Friday, January 25, 2019

2 Sound Pieces, by Jim Mazza



A List of Favorite Sounds


    •    An E-flat-seventh chord
    •    Church bells at noon along the seashore
    •    Waves lapping at the dock
    •    A songbird at sunrise in January
    •    Singing all the songs of Bye, Bye Birdie — straight through
    •    My father's voice, saying farewell: "Take 'er easy, Jim"
    •    Fred Astaire's tap shoes in a syncopated rhythm
    •    The late-summer evening song of crickets and cicadas
    •    The gurgle of the creek outside our bedroom window
    •    Leon Redbone in a near-final concert, singing, When I Take My Sugar to Tea!
    •    The roar of jet engines just before takeoff




Oh, To Be a Dancer!

I should have been a dancer.  Sure, I sing a little and play the piano with some flare, but buried in this short, roundish physique is the soul of Astaire, Kelly, the Nicholas Brothers, Sammy Davis Jr., and Gregory Hines.

Graceful movements, the staccato of taps against a wooden floor, the swoosh-swoosh-swoosh of a sand dance: these images and sounds call to me, fill my thoughts, my ears.

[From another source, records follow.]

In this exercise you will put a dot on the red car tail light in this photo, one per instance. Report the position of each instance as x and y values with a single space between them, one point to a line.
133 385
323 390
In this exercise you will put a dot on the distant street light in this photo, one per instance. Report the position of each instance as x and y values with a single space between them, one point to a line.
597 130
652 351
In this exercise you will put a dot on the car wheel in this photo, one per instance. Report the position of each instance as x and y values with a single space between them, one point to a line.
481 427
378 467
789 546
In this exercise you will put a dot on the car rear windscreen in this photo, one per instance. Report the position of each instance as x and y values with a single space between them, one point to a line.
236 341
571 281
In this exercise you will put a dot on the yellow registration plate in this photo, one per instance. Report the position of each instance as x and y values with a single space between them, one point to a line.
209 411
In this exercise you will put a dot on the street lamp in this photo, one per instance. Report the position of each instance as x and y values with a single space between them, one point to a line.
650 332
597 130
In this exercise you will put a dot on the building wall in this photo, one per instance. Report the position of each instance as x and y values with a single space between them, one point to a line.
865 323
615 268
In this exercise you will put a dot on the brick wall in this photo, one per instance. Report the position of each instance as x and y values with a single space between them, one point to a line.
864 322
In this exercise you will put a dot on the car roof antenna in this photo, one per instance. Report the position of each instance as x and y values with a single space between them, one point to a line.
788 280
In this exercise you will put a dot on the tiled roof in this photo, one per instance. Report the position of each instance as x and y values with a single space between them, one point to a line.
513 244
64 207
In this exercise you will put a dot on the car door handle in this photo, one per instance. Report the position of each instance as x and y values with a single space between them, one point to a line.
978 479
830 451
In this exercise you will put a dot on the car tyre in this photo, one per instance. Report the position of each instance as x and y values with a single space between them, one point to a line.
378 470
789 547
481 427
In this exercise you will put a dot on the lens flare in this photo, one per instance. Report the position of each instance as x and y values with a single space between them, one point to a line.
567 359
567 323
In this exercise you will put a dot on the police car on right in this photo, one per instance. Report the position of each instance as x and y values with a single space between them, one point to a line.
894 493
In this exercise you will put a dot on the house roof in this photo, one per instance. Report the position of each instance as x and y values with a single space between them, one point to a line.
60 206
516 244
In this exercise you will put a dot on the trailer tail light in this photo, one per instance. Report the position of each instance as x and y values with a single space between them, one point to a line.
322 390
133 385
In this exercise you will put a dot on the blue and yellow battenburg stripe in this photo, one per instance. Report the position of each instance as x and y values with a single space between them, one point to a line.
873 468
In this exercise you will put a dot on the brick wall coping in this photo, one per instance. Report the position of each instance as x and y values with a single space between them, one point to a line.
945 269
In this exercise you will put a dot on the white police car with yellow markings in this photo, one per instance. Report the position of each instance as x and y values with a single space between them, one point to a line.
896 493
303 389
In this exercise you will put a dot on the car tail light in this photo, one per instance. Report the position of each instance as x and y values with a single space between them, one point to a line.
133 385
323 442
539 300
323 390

Some people hear voices in their heads.  I hear a time-step.

My Aunt Rosie had been an Arthur Murray dancer — and she taught me, as a young child, several basic steps: a foxtrot, a waltz, the Charleston, and the Jitterbug.  I loved the feeling of my body freely moving along the floor, the sound of my shoes as they took each new step.

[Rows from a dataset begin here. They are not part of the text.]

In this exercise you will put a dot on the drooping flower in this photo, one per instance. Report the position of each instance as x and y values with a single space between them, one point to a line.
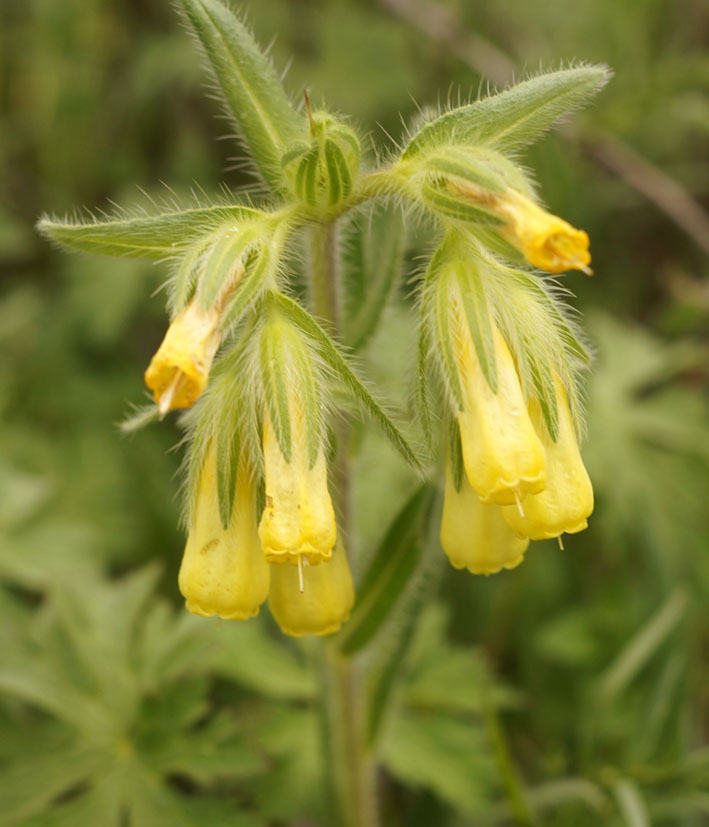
223 571
312 600
474 535
567 502
298 520
179 371
503 457
545 240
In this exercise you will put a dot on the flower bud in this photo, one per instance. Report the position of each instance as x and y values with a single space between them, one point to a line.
223 571
322 171
474 535
178 372
312 600
567 501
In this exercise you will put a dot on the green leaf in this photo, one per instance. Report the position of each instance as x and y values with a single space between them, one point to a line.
443 753
643 645
253 93
388 574
512 118
29 786
336 362
371 266
476 167
454 207
226 252
147 236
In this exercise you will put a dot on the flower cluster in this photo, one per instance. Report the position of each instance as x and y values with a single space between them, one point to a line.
259 374
506 353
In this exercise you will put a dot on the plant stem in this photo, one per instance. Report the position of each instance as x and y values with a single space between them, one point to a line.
349 766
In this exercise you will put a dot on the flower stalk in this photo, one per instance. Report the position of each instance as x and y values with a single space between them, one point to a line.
352 767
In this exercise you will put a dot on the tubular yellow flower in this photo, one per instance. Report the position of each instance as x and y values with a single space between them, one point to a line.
503 457
475 536
223 571
179 371
314 600
546 241
298 520
567 501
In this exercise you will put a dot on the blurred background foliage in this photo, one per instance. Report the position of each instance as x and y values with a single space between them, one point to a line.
573 690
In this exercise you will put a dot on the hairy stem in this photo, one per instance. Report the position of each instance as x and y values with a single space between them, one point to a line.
350 767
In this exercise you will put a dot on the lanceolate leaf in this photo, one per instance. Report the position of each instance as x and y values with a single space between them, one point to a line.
336 362
251 88
146 236
514 117
371 268
389 572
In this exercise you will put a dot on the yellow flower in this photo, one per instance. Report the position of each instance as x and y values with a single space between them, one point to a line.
312 600
179 371
475 536
223 572
545 240
298 519
503 457
567 501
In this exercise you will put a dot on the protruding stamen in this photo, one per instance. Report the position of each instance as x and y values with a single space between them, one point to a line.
170 393
301 587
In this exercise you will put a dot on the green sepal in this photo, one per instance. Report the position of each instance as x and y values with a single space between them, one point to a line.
546 394
477 316
389 572
439 275
151 236
306 178
371 264
476 167
225 253
512 118
455 453
273 359
451 206
570 337
331 356
338 173
228 452
253 93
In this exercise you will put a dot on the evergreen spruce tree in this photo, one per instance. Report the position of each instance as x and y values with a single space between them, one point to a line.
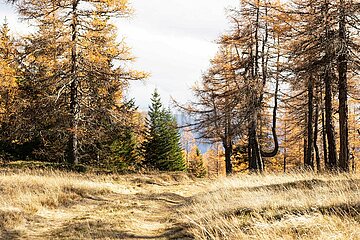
162 148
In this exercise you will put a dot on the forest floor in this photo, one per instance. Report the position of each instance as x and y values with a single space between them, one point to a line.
46 204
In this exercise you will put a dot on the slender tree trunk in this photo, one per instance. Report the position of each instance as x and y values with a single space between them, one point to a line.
324 139
306 140
227 144
328 79
228 164
343 106
256 162
316 133
309 163
74 100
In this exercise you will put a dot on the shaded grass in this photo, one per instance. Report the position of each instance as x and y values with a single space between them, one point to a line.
300 206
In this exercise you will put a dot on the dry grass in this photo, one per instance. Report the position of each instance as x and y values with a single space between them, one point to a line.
299 206
58 205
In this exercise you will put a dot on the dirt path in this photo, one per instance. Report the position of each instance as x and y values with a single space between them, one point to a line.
147 211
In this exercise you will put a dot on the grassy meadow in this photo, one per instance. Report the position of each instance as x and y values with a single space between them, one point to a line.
52 204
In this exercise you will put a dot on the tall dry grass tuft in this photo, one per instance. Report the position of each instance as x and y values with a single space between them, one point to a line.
299 206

But dancing, in the eyes of my father, was not something boys were to do. (Traditional and outdated views of masculinity often pervaded his opinions.) Football, soccer, golf: these things were okay. There were no dance lessons for me.

Not until college — when I took a jazz-dance class in an old, dusty, downtown theatre — did I have the chance to start again.  I attended classes from time to time in my early twenties and even a tap class later on, but somehow the rest of life took over — school, work, relationships — so I never really pursued this great love.

Yet, I still have a dancer inside of me. I cannot walk down the street or up a set of stairs without hearing —and feeling — what my feet might be doing . . . if they only had the chance.

More than once I've caught myself strolling down a sidewalk and adding in a rough cadence between my steps.  Usually, this is just in my head but sometimes I find myself literally dancing down the street.  Inevitably, someone coming from the other direction is startled by this seemingly crazy behavior — and yet it always results in a big smile.

Having recovered from three hip-replacement surgeries and one seriously-broken leg over the last 25 years, it may seem odd that I should have dancing constantly in my head.  But I simply cannot escape it — the sound, the rhythm, the joy of a swaying body and the tap-tap-tapping of my feet.